(Wegen fehlender Bilder ist diese Seite mit einer älteren Version verlinkt)
Wir haben uns bei den Besitzern unseres Homestay Fahrkarten für den Bus nach Phong Nha bestellt und wundern uns schon, dass wir dieses Mal zwei bedruckte Zettel bekommen. Auch die Abfahrtszeit: 8.22 Uhr kommt uns komisch vor. Als der Taxifahrer dann vor dem Bahnhof hält, und auf unsere Frage nach der Haltestelle in den Bahnhofseingang zeigt, sind wir verunsichert. Er will gerade sein Handy zücken, als wir klein und unscheinbar auf dem Zettel den Aufdruck „train“ entdecken. Wir habe immer vom BUS gesprochen und an gar nichts anderes gedacht.
Der Bahnhof sieht aus, als habe man ihn extra geputzt und poliert. Auf dem Bahnsteig treffen wir wieder die holländische Familie, die dasselbe Ziel hat wie wir. Der Zug kommt pünktlich, pro Wagon ist eine Tür geöffnet, vor der jeweils ein Kontrolleur steht, der die Reisenden erst nach einem Blick auf die Fahrkarten einsteigen lässt. Direkt am Eingang steht eine Kiste mit Wasserflaschen, aus der sich jeder bedienen kann. Die Sitzreihen haben einen merklich größeren Abstand als bei uns üblich, die Rückenlehnen lassen sich in eine angenehme Schlafposition zurückstellen. In der einen Hälfte des Wagens sind die Sitze in, in der anderen gegen die Fahrtrichtung montiert. Wo sie sich in der Mitte treffen, gibt es in jeder der beiden Reihen ein Tischchen. Leider sind die Fenster von außen mit einer Lochfolie beklebt. Man kann zwar erkennen, durch was für eine Gegend wir fahren, aber alles nur verschwommen. Der Grund dafür bleibt uns verborgen; denn innen sind noch Rollos gegen Sonneneinstrahlung angebracht. Diese achtstündige Fahrt verbringen wir hauptsächlich mit Lesen und Beobachten, denn vom Rausschauen wird einem etwas schwindelig und fotografieren ist schon gar nicht möglich. Vor uns sitzen zwei Frauen, wahrscheinlich Großmutter und Mutter mit drei Mädchen. Solange nicht alle Plätze besetzt sind, können sie sich nach Belieben ausbreiten. Die Mutter des etwa 6-jährigen Mädchens und der 4-jährigen Zwillingsschwestern ist unglaublich gestresst, und während der Fahrt kriegen die kleineren Mädchen öfter mal einen Schlag auf den Po oder auf den Kopf. Sie verziehen keine Miene, sondern klettern fröhlich weiter auf den Sitzen herum. Sie sind diese Behandlung offenbar gewohnt. Die Großmutter der Kinder mischt sich nicht ein, versucht aber die Kinder ruhig zu halten, und irgendwann liegen sie vor ihrer Bank auf dem Boden und schlafen. Sie selbst rollt sich auf der Sitzbank zusammen und fällt auch sofort in Tiefschlaf.

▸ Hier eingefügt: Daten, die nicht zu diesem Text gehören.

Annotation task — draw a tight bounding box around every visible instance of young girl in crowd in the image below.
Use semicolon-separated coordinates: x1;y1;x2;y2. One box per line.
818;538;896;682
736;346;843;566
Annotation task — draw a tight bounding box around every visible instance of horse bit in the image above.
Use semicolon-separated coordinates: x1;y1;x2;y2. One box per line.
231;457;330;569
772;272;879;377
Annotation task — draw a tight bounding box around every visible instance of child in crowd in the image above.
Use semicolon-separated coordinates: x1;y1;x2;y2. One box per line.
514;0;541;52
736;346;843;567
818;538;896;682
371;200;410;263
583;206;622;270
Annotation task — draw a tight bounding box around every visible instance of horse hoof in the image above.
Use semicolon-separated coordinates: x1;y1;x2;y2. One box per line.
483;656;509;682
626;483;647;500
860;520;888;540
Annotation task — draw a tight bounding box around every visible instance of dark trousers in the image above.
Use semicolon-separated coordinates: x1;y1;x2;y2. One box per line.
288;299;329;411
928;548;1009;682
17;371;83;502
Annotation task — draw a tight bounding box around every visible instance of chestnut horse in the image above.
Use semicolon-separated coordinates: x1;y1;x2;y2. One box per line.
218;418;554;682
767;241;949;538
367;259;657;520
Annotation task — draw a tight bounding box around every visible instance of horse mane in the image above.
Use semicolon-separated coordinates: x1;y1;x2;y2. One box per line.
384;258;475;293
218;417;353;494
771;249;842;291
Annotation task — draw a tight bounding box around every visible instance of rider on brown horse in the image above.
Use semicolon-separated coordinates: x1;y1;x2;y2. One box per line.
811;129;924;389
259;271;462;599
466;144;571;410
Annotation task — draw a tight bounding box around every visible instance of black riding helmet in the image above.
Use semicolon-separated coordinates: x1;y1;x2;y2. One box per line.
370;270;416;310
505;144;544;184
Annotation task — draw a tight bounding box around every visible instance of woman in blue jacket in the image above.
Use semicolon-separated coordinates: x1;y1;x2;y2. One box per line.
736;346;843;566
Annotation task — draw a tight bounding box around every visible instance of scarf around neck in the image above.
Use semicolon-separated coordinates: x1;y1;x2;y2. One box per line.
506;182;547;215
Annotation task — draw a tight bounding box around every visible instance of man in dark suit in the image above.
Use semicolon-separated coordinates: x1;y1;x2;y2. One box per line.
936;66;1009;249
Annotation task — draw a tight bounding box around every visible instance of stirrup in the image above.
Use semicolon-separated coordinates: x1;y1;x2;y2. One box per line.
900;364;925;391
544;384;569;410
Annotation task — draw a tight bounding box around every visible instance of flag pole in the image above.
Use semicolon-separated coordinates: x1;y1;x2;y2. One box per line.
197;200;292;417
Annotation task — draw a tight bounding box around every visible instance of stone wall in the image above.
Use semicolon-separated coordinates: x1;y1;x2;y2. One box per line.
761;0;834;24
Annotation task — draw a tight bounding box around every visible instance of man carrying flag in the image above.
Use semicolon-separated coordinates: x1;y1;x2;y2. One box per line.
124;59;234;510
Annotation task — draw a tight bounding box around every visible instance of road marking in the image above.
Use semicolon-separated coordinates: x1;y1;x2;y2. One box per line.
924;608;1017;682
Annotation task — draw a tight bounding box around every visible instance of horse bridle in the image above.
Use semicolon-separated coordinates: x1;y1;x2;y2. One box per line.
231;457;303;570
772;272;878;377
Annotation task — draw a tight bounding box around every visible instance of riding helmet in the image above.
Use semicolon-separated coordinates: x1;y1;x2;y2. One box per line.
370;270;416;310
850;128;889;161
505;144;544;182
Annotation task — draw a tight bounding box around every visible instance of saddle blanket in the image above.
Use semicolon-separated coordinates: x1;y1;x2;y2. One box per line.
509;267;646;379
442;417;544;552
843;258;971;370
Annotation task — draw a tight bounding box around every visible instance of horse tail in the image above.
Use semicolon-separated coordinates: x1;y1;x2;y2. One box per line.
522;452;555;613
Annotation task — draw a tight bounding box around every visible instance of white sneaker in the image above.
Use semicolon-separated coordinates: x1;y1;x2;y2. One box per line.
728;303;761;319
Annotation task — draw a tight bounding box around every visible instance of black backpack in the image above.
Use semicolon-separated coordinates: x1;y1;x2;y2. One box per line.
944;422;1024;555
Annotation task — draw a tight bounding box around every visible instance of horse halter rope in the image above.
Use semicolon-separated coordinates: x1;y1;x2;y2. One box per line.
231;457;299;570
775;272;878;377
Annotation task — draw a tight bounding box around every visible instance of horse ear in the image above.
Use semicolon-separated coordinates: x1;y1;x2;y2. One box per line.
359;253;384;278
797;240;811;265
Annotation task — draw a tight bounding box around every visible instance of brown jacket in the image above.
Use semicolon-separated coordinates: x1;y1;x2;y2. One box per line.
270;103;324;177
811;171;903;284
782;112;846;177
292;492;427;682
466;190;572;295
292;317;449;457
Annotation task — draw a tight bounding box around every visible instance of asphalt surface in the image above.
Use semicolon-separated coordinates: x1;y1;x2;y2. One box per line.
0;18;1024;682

Die Zugbegleiter laufen immer wieder durch die Gänge, ich weiß nicht, ob sie auch kochen, denn der Geruch nach Essen zieht durch den Wagon und mehrmals werden Wagen mit heißer Suppe, Reis, Fleisch und Gemüse durch die Gänge geschoben. Die Fahrgäste kaufen ordentlich ein und lassen es sich schmecken. Verpackung und Reste werden nach einer Weile wieder eingesammelt.
Nachdem wir in Dong Hai ausgestiegen sind, verhandelt Susanna, die Tochter der Holländer, mit einem Taxifahrer über einen angemessenen Preis für uns fünf. Nach Phong Nha sind es noch 45 Kilometer, und für 17 € bringt uns der Fahrer alle zu unserem Hotel.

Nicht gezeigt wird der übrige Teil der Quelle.